Before the fall of the Assad regime in December 2024, the community imported kosher meat regularly from Turkey. When that supply chain broke down, Shamntoub began carrying meat himself on trips, while relatives abroad sent frozen packages to help bridge the gap.
The Semiramis Hotel in Damascus's Old City recently opened a section serving Jewish cuisine, using imported meat and brand-new cookware to meet kosher requirements. It's a small step, but one that signals growing interest in preserving Jewish cultural heritage in Syria.

For now, community members get creative. When eating at regular Damascus restaurants, Shamntoub orders vegetarian dishes like hummus or ful, a fava bean stew.
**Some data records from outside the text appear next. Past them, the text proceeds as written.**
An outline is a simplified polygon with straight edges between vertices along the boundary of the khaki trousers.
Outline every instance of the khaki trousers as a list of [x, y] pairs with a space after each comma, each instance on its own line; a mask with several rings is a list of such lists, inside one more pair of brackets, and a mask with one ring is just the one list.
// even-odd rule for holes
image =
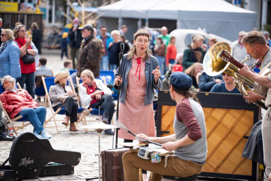
[[151, 172], [149, 181], [161, 180], [163, 175], [186, 177], [199, 174], [203, 169], [204, 164], [183, 160], [176, 156], [169, 157], [164, 168], [165, 161], [165, 157], [163, 157], [160, 163], [152, 163], [150, 159], [145, 160], [138, 157], [137, 153], [127, 152], [122, 156], [124, 180], [139, 180], [139, 169]]
[[262, 122], [262, 133], [263, 136], [263, 160], [265, 173], [268, 176], [271, 173], [271, 107], [268, 108]]

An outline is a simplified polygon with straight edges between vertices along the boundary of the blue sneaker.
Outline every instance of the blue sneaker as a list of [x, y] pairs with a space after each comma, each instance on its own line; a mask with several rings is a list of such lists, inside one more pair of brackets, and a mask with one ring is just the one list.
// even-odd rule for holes
[[49, 140], [52, 137], [51, 135], [46, 132], [46, 131], [43, 130], [41, 131], [41, 137], [47, 140]]
[[33, 133], [33, 134], [34, 134], [34, 135], [37, 137], [38, 138], [40, 138], [42, 137], [41, 136], [41, 135], [40, 134], [38, 134], [38, 133], [37, 133], [36, 131], [34, 132]]

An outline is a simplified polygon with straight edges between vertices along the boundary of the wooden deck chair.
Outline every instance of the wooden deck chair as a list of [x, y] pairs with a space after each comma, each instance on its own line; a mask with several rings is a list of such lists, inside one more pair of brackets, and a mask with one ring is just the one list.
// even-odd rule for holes
[[[55, 84], [54, 81], [54, 77], [44, 77], [43, 76], [41, 77], [41, 79], [42, 80], [42, 82], [43, 84], [43, 86], [44, 87], [44, 89], [45, 91], [46, 101], [47, 101], [48, 102], [48, 104], [49, 104], [49, 107], [50, 107], [50, 109], [52, 113], [52, 116], [49, 118], [48, 119], [45, 121], [44, 123], [44, 124], [43, 125], [43, 127], [45, 128], [53, 127], [55, 127], [56, 130], [57, 132], [58, 133], [60, 132], [68, 131], [68, 130], [65, 130], [59, 131], [58, 130], [58, 127], [67, 127], [67, 126], [63, 126], [62, 125], [57, 125], [57, 124], [56, 121], [63, 121], [63, 120], [57, 120], [55, 118], [55, 116], [57, 114], [62, 115], [65, 114], [65, 108], [59, 108], [57, 109], [57, 110], [56, 110], [54, 109], [52, 106], [52, 103], [51, 102], [51, 99], [50, 98], [50, 97], [49, 96], [49, 92], [50, 86], [51, 85], [54, 85]], [[46, 103], [47, 103], [47, 102], [46, 102]], [[83, 108], [78, 108], [77, 109], [77, 113], [80, 114], [80, 116], [81, 117], [80, 119], [82, 119], [81, 113], [82, 113], [83, 111], [84, 110], [84, 109]], [[46, 125], [52, 119], [54, 121], [54, 126], [46, 126]], [[85, 125], [84, 123], [83, 122], [83, 122], [83, 125]], [[87, 130], [86, 130], [86, 129], [85, 129], [85, 131], [86, 132], [87, 132]], [[69, 131], [69, 130], [68, 130], [68, 131]]]
[[[79, 86], [79, 85], [80, 84], [80, 83], [82, 83], [82, 81], [81, 81], [81, 80], [80, 79], [80, 78], [79, 78], [78, 77], [76, 76], [76, 83], [77, 84], [77, 85], [78, 85], [78, 86]], [[106, 86], [106, 81], [105, 81], [105, 80], [104, 79], [103, 79], [103, 78], [102, 80], [103, 80], [103, 81], [104, 82], [104, 83], [105, 85]], [[80, 81], [81, 82], [80, 82]], [[78, 88], [78, 92], [79, 92], [79, 89]], [[79, 93], [78, 94], [78, 100], [79, 101], [79, 104], [78, 104], [78, 105], [81, 105], [81, 104], [80, 104], [80, 96], [79, 96]], [[90, 109], [92, 109], [92, 110], [90, 110]], [[90, 113], [90, 114], [93, 114], [93, 115], [98, 115], [98, 116], [99, 115], [99, 109], [95, 109], [95, 109], [90, 108], [90, 109], [88, 109], [88, 110], [87, 109], [87, 111], [86, 112], [85, 112], [84, 113], [84, 117], [85, 117], [85, 117], [86, 117], [86, 116], [87, 115], [88, 115], [88, 114], [89, 113]], [[115, 111], [116, 111], [116, 110], [114, 110], [114, 112], [115, 112]], [[103, 113], [104, 113], [104, 111], [103, 111], [103, 110], [100, 110], [100, 115], [102, 115], [102, 114], [103, 114]], [[113, 117], [112, 118], [112, 120], [111, 121], [111, 122], [113, 124], [113, 125], [114, 125], [114, 117]], [[86, 119], [85, 119], [85, 120], [86, 120]], [[88, 121], [96, 121], [96, 120], [88, 120]]]
[[[0, 85], [0, 94], [1, 94], [3, 93], [3, 92], [4, 92], [4, 91], [5, 89], [3, 87], [3, 86], [2, 85]], [[6, 111], [6, 110], [4, 108], [4, 106], [3, 105], [3, 104], [2, 103], [2, 102], [1, 102], [1, 100], [0, 100], [0, 105], [1, 105], [1, 109], [2, 109], [2, 111], [4, 112], [4, 113], [5, 114], [5, 116], [6, 117], [7, 117], [7, 118], [8, 120], [8, 121], [9, 122], [8, 123], [10, 124], [11, 125], [11, 126], [12, 126], [12, 127], [14, 129], [14, 132], [15, 132], [15, 134], [16, 134], [16, 135], [18, 134], [18, 133], [17, 131], [17, 130], [20, 129], [22, 129], [24, 128], [25, 127], [31, 124], [30, 122], [29, 122], [27, 124], [25, 124], [24, 122], [25, 122], [29, 121], [28, 120], [28, 119], [27, 118], [24, 116], [23, 116], [21, 115], [18, 116], [13, 119], [11, 119], [10, 117], [9, 117], [9, 115], [8, 115], [7, 112], [7, 111]], [[20, 126], [14, 126], [14, 125], [13, 125], [13, 123], [14, 121], [21, 122], [22, 122], [21, 125]]]

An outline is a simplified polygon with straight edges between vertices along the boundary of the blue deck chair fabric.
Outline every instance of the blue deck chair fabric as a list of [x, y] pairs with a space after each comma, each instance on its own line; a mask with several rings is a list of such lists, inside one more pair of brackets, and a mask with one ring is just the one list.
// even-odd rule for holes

Fish is another option, since it doesn't require the same strict preparation rules as meat.
The Ripple Effect
The effort to restore kosher food in Damascus could do more than feed a small community. If tourism grows and Jewish diaspora members begin visiting regularly, Shamntoub envisions proper slaughterhouses and multiple certified butchers serving both residents and visitors.
Some Damascus restaurant owners see potential in kosher dining to attract Jewish travelers from around the world, helping rebuild connections to a community that's been largely absent for decades. Others are proceeding cautiously, mindful of both economic realities and the need for the security situation to improve.
The work requires patience and persistence. Shamntoub stores what meat he can bring back in refrigerators, rationing supplies for community members and the occasional visitor who stays for a few weeks. Every plate, pot, and pan used for kosher cooking must be completely new and dedicated solely to that purpose.
What matters most to Shamntoub isn't opening fancy restaurants right now—it's ensuring that when a Jewish person visits Damascus, they can eat food prepared according to traditions their ancestors followed in these same streets for centuries.